Multiple sequences are merged.

itertools.chain(*iterables) # Multiple sequences directly concatenated
# chain('ABC', 'DEF') -> A, B, C, D, E, F

import heapq
heapq.merge(*iterables, key=None, reverse=False) # Multiple sequences in order
# merge('ABF', 'CDE') -> A, B, C, D, E, F

zip(*iterables) # Stop when the shortest sequence is exhausted, the result can only be consumed once
itertools.zip_longest(*iterables, fillvalue=None) # Stop when the longest sequence is exhausted, the result can only be consumed once

3.3 Counters

A counter counts the number of occurrences of each element in an iterable object.

import collections
# Create
collections.Counter(iterable)

# frequency
collections.Counter[key] # frequency of key occurrences
# return the n most frequent elements and their corresponding frequencies, if n is None, return all elements
collections.Counter.most_common(n=None)

# Insert/Update
collections.Counter.update(iterable)
counter1 + counter2; counter1 - counter2 # counter plus or minus

# Check if two strings have the same constituent elements
collections.Counter(list1) == collections.Counter(list2)

3.4 Dict with default values

When accessing a non-existent Key, defaultdict will set it to some default value.

import collections
collections.defaultdict(type) # When a dict[key] is accessed for the first time, type is called without arguments, providing an initial value for the dict[key].

3.5 Ordered Dict

import collections
OrderedDict(items=None) # Preserve the original insertion order when iterating

4. High Performance Programming and Debugging


4.1 Outputting error and warning messages

Outputting messages to standard errors

import sys
sys.stderr.write('')

Exporting warning messages

import warnings
warnings.warn(message, category=UserWarning)  
# The values of category are DeprecationWarning, SyntaxWarning, RuntimeWarning, ResourceWarning, FutureWarning

Control the output of warning messages

$ python -W all # Output all warnings, equivalent to setting warnings.simplefilter('always')
$ python -W ignore # Ignore all warnings, equivalent to setting warnings.simplefilter('ignore')
$ python -W error # Convert all warnings to exceptions, equivalent to setting warnings.simplefilter('error')

4.2 Testing in code

Sometimes for debugging purposes, we want to add some code to our code, usually some print statements, which can be written as.

# in the debug part of the code
if __debug__:
    pass

Once debugging is over, this part of the code will be ignored by executing the -O option on the command line:

$ python -0 main.py

4.3 Code style checking

Using pylint, you can perform a number of code style and syntax checks to catch errors before running

pylint main.py

4.4 Code consumption

Time consumption tests

$ python -m cProfile main.py

Test a block of code for time consumption

# block definition
from contextlib import contextmanager
from time import perf_counter

@contextmanager
def timeblock(label):
    tic = perf_counter()
    try:
        yield
    finally:
        toc = perf_counter()
        print('%s : %s' % (label, toc - tic))

# Code block time consumption test
with timeblock('counting'):
    pass

Some principles of code consumption optimization

  1. Focus on optimizing where performance bottlenecks occur, not on the entire code.
  2. Avoid using global variables.
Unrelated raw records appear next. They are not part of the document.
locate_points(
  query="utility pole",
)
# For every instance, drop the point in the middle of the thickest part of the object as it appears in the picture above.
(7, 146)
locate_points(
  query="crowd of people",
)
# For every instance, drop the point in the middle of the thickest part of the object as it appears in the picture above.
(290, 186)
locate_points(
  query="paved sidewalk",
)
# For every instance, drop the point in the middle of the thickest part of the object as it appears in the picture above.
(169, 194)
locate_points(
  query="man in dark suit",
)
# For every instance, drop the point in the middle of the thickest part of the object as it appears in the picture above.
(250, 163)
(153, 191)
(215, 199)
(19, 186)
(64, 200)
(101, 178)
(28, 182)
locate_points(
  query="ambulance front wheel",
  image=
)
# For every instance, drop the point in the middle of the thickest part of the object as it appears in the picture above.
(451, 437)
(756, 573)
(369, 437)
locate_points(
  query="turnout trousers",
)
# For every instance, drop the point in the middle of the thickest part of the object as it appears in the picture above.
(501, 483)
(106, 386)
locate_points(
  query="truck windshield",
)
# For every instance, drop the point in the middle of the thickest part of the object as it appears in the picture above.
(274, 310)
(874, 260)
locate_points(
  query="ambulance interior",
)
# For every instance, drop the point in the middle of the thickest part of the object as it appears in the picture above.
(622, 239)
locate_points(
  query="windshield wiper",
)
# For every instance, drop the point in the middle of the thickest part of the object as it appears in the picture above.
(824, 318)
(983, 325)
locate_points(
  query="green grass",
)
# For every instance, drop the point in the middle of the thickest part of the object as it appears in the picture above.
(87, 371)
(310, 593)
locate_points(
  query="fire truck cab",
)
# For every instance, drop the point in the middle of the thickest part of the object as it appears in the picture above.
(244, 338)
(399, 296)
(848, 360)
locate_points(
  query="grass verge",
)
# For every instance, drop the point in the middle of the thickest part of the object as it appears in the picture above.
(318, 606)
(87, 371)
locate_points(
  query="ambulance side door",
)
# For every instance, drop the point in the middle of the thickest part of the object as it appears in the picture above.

Local variables are faster to find than global variables, and running code with global variables defined in a function is typically 15-30% faster.
  3. Avoid using . to access properties. It is faster to use from module import name and to put the frequently accessed class member variable self.member into a local variable.
  4. Use built-in data structures as much as possible. str, list, set, dict, etc. are implemented in C and run quickly.
  5. Avoid creating unnecessary intermediate variables, and copy.deepcopy().
  6. String splicing, e.g. a + ':' + b + ':' + c creates a lot of useless intermediate variables, ':'.join([a, b, c]) is much more efficient. Also consider whether string splicing is necessary; for example, print(':'.join([a, b, c])) is less efficient than print(a, b, c, sep=':').

5. Other Python tricks


5.1 argmin and argmax

items = [2, 1, 3, 4]
argmin = min(range(len(items)), key=items.__getitem__)

argmax is the same.

5.2 Transposing two-dimensional lists

A = [['a11', 'a12'], ['a21', 'a22'], ['a31', 'a32']]
A_transpose = list(zip(*A)) # list of tuple
A_transpose = list(list(col) for col in zip(*A)) # list of list

5.3 Expanding a one-dimensional list into a two-dimensional list

A = [1, 2, 3, 4, 5, 6]

# Preferred.
list(zip(*[iter(A)] * 2))